Ce week-end, on m’a laissé à disposition le dernier modèle du Jeep Grand Cherokee 3.0 CRD, version 2017. Les habitués vous diront qu’il n’y a pas grand-chose de nouveau sous le capot du vaisseau amiral de la marque mythique qui a tout de même participé à libérer la France en 1944, ce qui n’est pas le cas de certaines marques européennes. Pourtant, pour moi qui suis justement un habitué du modèle, mais une version plus ancienne, je suis obligé de dire que le changement est capital.

Version Audio pour ceux qui veulent lire au volant :

Le Garage Victoria à Genève a donc pris le risque de me faire confiance. À priori, jusqu’à que tous les radars sur mon parcours aient été vérifiés, ils n’ont pas eu à le regretter, puisque la voiture est intacte, mis à part quelques guêpes qui ont décidé de traverser l’autoroute de la plaine du Rhône et qui ont fini incrustées dans la calandre massive de la Jeep en question.

La première chose qui m’a surpris et qui continuera de me surprendre durant tout mon périple, c’est le silence. Ne me faites pas dire ce que je n’ai pas dit, quand vous ouvrez les fenêtres et le toit, vous reconnaissez facilement le doux rythme du moteur diesel de 250 chevaux qui rappelle parfois une camionnette de livraison, mais c’est le prix à payer pour rouler en diesel – pas un Volkswagen, ça c’est plus cher – mis à part cela, quand vous fermez les fenêtres, vous avez un sentiment de silence et de sécurité incroyable. Je me suis senti immédiatement à l’aise au volant, même si l’épaisseur de la carrosserie de chaque côté du pare-brise, laisse parfois un doute sur l’état du piéton qui était à votre gauche lors du dernier virage.

Il est vrai qu’au premier abord, on pourrait se dire que le Grand Cherokee a été conçu et dessiné pour les grands espaces américains et que trouver des grands espaces en Suisse, ça allait être très compliqué. Je voudrais premièrement tordre le cou à cette façon de penser. Le Grand Cherokee, n’est pas gros. Il est légèrement enveloppé, c’est vrai, mais mis à part ça il se conduit comme une fleur en ville, pour autant que vous ne soyez pas coincé derrière une Skoda de la police genevoise qui tient particulièrement à respecter TOUTES les zones à 30 à l’heure – zones d’ailleurs de plus en plus nombreuse dans notre ville.

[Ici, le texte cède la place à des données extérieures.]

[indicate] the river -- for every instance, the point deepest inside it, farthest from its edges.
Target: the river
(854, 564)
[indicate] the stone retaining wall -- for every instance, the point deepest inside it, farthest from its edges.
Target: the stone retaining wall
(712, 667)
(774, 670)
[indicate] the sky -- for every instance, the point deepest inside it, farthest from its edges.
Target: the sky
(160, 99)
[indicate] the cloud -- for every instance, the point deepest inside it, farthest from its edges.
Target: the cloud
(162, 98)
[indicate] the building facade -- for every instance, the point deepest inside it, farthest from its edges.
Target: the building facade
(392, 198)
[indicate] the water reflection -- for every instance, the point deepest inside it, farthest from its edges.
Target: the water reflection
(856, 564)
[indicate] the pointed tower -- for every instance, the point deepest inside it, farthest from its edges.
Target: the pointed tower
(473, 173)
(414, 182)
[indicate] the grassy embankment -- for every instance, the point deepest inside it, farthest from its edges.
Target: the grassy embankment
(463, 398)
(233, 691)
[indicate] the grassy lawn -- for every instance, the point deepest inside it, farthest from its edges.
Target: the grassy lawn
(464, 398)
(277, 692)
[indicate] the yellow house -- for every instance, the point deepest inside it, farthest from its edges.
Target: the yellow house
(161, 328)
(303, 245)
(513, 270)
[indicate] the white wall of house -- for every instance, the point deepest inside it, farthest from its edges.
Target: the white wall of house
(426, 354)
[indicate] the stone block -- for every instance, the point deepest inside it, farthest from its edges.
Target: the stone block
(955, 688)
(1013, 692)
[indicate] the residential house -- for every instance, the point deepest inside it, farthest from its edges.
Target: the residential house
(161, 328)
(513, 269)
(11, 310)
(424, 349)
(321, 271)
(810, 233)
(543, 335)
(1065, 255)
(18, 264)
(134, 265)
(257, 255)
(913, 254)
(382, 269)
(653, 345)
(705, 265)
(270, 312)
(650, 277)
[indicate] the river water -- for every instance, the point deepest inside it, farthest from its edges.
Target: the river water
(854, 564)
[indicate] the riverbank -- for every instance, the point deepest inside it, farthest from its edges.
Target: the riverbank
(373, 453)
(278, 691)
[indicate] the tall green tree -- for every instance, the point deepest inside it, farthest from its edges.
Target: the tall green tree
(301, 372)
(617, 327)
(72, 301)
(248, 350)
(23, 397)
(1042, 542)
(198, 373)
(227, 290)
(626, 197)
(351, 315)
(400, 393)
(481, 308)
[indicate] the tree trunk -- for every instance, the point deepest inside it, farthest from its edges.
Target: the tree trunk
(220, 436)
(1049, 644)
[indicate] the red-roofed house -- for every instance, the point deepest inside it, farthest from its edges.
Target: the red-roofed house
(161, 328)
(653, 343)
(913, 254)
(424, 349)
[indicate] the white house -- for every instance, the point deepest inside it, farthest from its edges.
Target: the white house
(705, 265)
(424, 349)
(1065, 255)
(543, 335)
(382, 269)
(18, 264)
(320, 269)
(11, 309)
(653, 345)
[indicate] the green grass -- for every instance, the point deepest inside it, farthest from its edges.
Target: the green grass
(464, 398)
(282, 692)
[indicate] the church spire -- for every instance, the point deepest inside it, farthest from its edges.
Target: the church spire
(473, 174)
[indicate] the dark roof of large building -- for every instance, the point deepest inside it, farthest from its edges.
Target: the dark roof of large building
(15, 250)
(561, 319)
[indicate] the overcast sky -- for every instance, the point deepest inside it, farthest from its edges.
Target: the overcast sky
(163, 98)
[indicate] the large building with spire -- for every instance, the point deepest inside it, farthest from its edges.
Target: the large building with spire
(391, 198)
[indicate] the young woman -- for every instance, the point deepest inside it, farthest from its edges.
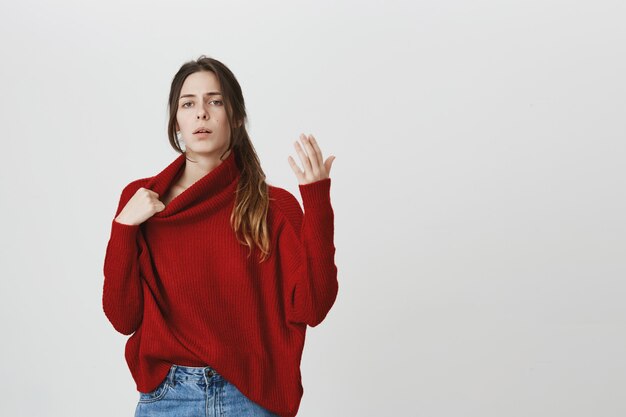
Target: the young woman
(215, 273)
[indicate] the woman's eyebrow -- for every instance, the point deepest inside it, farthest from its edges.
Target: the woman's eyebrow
(212, 93)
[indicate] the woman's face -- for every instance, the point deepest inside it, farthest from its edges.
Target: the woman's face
(201, 105)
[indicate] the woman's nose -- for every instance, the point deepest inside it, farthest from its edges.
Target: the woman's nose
(202, 113)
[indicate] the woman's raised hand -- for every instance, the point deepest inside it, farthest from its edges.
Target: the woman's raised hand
(315, 168)
(141, 206)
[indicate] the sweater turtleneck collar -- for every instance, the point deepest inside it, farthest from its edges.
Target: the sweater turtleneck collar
(213, 189)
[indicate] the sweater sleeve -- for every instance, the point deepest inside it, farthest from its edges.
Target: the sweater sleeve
(122, 294)
(308, 249)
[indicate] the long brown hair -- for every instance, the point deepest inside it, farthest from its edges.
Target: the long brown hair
(249, 215)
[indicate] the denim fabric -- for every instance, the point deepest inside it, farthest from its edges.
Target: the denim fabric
(189, 391)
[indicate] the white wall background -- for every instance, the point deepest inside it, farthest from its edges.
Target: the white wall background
(479, 192)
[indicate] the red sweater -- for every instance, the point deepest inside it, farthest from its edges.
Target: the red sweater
(185, 289)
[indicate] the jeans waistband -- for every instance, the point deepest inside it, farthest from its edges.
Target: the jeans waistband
(180, 373)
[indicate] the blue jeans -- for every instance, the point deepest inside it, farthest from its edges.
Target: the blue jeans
(189, 391)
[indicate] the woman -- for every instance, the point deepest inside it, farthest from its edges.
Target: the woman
(215, 273)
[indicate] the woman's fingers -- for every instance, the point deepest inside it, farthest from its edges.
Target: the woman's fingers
(310, 154)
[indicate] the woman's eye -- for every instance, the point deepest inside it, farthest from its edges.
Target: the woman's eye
(219, 103)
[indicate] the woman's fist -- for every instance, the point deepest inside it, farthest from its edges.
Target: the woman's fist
(141, 206)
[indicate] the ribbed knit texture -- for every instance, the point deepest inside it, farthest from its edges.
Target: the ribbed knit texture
(186, 290)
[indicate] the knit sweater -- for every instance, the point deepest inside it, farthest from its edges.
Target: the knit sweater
(189, 294)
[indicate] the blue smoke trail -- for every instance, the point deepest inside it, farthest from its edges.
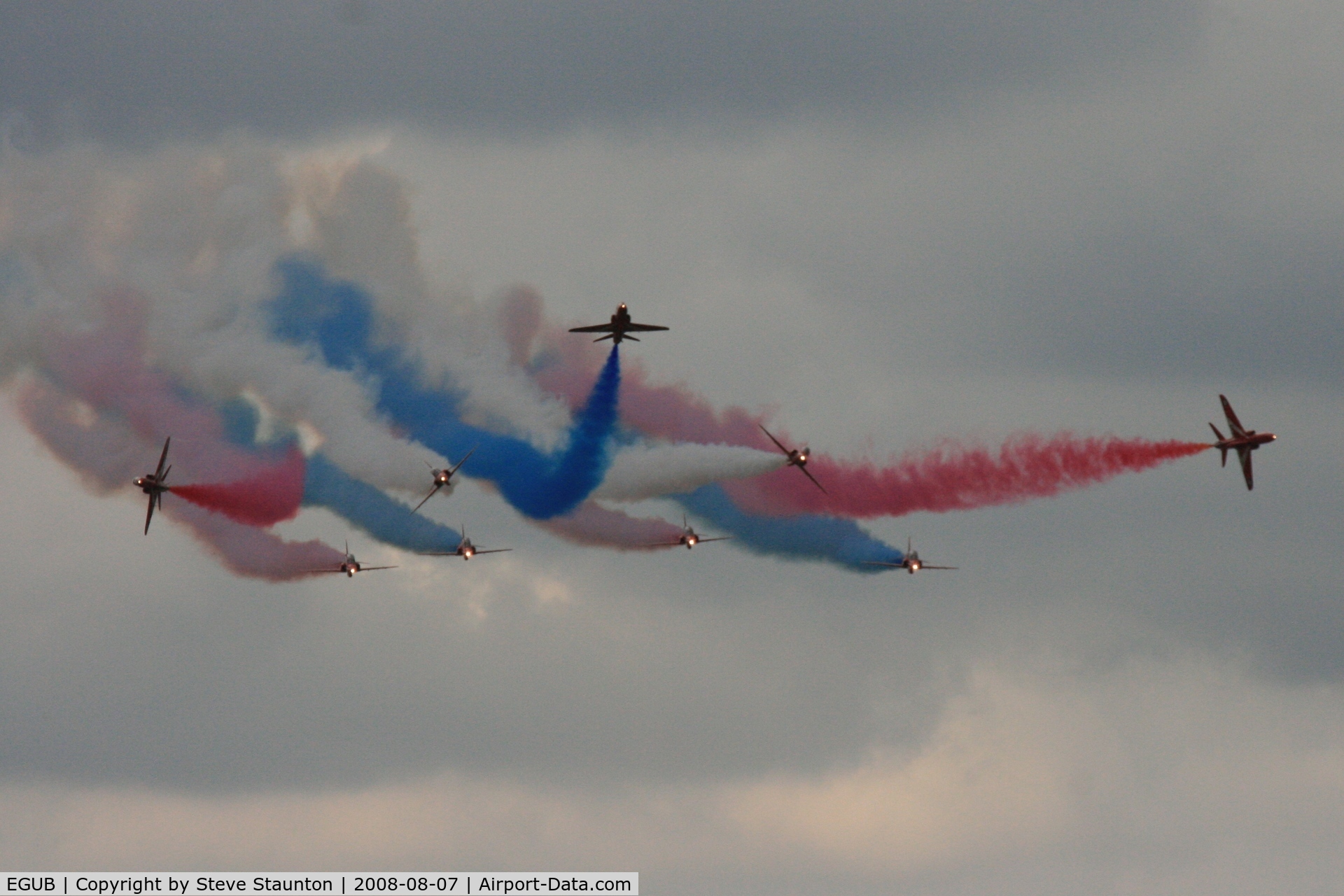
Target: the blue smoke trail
(799, 538)
(337, 318)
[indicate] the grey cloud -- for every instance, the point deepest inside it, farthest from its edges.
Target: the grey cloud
(139, 71)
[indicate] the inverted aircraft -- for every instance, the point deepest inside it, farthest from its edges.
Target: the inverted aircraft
(796, 457)
(690, 538)
(910, 564)
(465, 550)
(1243, 441)
(155, 484)
(620, 328)
(441, 479)
(350, 566)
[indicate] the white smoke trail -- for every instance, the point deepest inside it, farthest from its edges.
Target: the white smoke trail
(643, 470)
(198, 232)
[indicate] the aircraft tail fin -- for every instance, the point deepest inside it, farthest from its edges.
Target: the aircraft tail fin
(1233, 424)
(1221, 440)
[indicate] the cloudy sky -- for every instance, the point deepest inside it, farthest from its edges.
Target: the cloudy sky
(890, 223)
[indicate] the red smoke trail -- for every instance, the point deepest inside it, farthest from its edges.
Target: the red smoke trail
(956, 477)
(594, 524)
(948, 477)
(108, 454)
(265, 498)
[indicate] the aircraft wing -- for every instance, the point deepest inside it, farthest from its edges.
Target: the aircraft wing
(1243, 454)
(1238, 430)
(426, 498)
(813, 479)
(461, 463)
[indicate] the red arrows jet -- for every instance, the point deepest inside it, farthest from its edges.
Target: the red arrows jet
(796, 457)
(1243, 441)
(690, 538)
(465, 550)
(620, 328)
(911, 564)
(441, 479)
(350, 566)
(155, 484)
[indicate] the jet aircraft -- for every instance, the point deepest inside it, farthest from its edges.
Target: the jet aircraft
(911, 564)
(690, 538)
(441, 479)
(620, 328)
(350, 566)
(155, 484)
(1242, 441)
(796, 457)
(465, 550)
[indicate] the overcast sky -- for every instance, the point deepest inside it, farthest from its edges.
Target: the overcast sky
(891, 223)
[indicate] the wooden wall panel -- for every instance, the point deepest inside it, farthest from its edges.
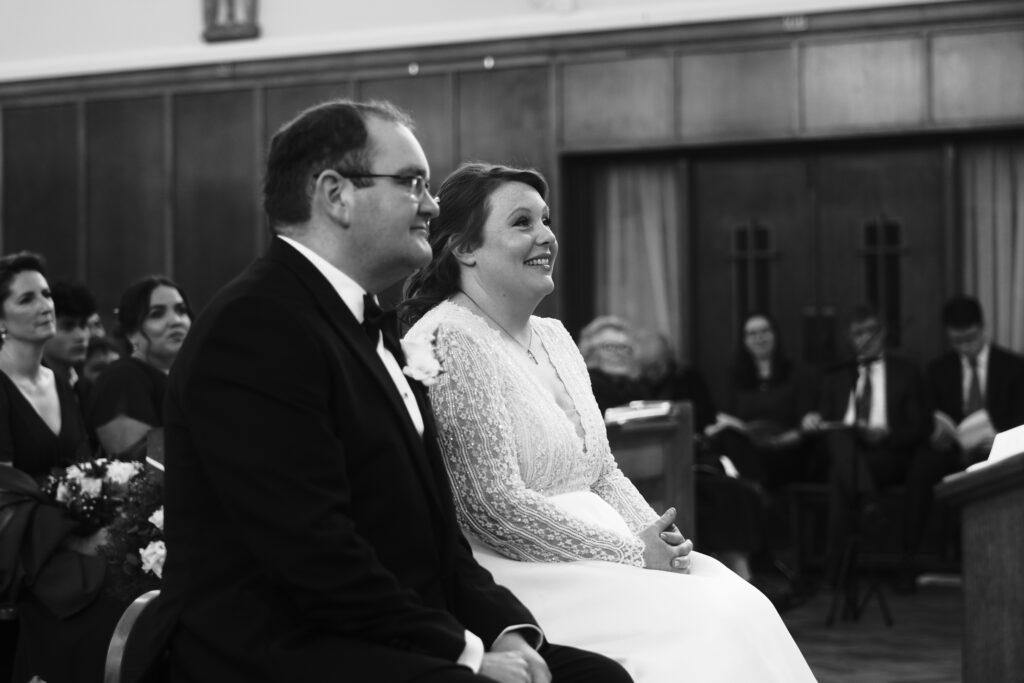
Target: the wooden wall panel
(629, 100)
(126, 193)
(283, 103)
(978, 76)
(217, 227)
(40, 185)
(737, 94)
(865, 84)
(428, 100)
(504, 117)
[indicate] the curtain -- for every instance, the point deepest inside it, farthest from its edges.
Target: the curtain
(638, 250)
(992, 189)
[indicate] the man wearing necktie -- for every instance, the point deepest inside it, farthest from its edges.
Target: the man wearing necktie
(974, 375)
(310, 527)
(871, 416)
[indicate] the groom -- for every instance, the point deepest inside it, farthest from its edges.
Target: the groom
(309, 523)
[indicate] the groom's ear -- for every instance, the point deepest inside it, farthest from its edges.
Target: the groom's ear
(465, 256)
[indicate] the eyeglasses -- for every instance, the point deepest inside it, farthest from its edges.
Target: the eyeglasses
(417, 184)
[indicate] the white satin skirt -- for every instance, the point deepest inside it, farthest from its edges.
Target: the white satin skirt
(706, 627)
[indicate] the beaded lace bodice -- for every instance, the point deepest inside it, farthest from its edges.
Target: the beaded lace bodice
(508, 445)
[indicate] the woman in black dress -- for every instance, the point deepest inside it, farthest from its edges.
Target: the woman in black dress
(60, 638)
(768, 393)
(128, 398)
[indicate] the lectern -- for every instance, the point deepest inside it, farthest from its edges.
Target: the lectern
(992, 534)
(656, 454)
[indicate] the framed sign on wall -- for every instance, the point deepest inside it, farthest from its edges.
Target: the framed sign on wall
(230, 19)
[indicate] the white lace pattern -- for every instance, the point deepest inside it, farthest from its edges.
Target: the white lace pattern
(508, 445)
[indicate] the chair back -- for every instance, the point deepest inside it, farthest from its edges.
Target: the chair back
(127, 657)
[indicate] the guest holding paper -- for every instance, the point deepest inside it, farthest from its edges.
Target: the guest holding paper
(128, 399)
(768, 394)
(977, 390)
(879, 399)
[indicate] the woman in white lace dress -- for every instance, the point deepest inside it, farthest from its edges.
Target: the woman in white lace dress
(536, 485)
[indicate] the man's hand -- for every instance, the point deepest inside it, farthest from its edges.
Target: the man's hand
(665, 548)
(511, 659)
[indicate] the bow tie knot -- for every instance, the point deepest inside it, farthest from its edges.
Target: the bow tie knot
(376, 319)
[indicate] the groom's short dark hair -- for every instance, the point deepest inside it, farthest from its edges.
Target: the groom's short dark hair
(329, 135)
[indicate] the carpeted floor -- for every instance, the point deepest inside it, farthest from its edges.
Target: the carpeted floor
(923, 645)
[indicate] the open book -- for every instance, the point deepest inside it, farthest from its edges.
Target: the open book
(637, 410)
(973, 431)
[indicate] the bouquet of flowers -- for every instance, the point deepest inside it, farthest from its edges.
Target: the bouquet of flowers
(92, 492)
(124, 499)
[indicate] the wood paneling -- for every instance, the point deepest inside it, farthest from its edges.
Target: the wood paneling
(285, 102)
(978, 76)
(628, 100)
(127, 190)
(505, 117)
(737, 94)
(866, 84)
(40, 185)
(217, 228)
(428, 100)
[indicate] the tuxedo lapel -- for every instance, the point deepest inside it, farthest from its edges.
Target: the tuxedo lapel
(351, 334)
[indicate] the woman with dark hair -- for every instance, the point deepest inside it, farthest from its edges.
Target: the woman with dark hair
(768, 395)
(47, 569)
(537, 488)
(127, 401)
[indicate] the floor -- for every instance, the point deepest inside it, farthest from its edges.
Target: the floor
(924, 644)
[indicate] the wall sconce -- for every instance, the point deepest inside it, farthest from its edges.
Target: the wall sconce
(229, 19)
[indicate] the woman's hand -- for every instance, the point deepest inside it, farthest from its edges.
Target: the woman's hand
(665, 547)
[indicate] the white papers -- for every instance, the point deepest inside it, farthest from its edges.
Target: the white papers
(637, 410)
(973, 431)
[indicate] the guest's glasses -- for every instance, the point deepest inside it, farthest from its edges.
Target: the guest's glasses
(417, 184)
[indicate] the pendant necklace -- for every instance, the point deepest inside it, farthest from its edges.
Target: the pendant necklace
(525, 347)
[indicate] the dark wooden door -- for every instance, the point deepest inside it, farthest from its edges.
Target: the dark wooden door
(806, 237)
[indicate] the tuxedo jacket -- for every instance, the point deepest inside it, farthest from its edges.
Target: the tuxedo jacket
(906, 408)
(1004, 387)
(310, 529)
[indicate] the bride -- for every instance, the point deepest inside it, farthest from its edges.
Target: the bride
(536, 485)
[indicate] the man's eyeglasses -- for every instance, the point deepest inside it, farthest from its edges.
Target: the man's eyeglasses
(417, 184)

Sans compter que dans les bouchons mis en place sciemment pour les fêtes de Genève, la Jeep n’avance pas mieux que les autres, mais la climatisation fonctionne parfaitement et c’est l’occasion de tester toute l’électronique embarquée, connexion bluetooth avec votre iPhone, sonorisation qui peut vous rendre sourd dans l’heure, GPS avec icônes interchangeables pour vous donner l’impression que vous roulez dans une supercar et pas dans un SUV. Bref, plein de choses que je n’utiliserai jamais – surtout parce que je n’y comprends rien – mais qui font partie du package.

Le lendemain à la première heure, j’étais sur la route. Tout d’abord, l’autoroute.

En dehors de certains conducteurs que l’on qualifiera de « justiciers de la route » parce qu’il roulent à gauche à 120 (précisément), le périple s’est bien passé, la Jeep est silencieuse, ses reprises à haute vitesse (pas au-dessus de 120, je n’ai pas pu tester, respect de la loi oblige) sont excellentes et le confort est au-dessus de la moyenne.

J’ai été littéralement bluffé par la boîte à vitesses à 8 rapports qui offre un étalonnement très agréable et qui évite les à-coups que l’on connaît quand on conduit un modèle plus ancien.

À l’approche de la montagne – les grands espaces suisses, en tous cas ce que j’ai trouvé qui ressemblait le plus à des grands espaces – je commençais à avoir les chevilles qui me démangeaient. Dès l’attaque du premier col, la priorité était de dépasser les caravanes de néerlandais qui montaient à 12 à l’heure de peur de rater un virage et d’être irrémédiablement précipités dans le vide. Une fois la route claire, je pu donc tester le véhicule dans les petits virages en montant en direction de Gstaad. En dehors de la masse imposante du véhicule, il faut reconnaître qu’elle se défend tout de même pas mal dans les lacets sinueux.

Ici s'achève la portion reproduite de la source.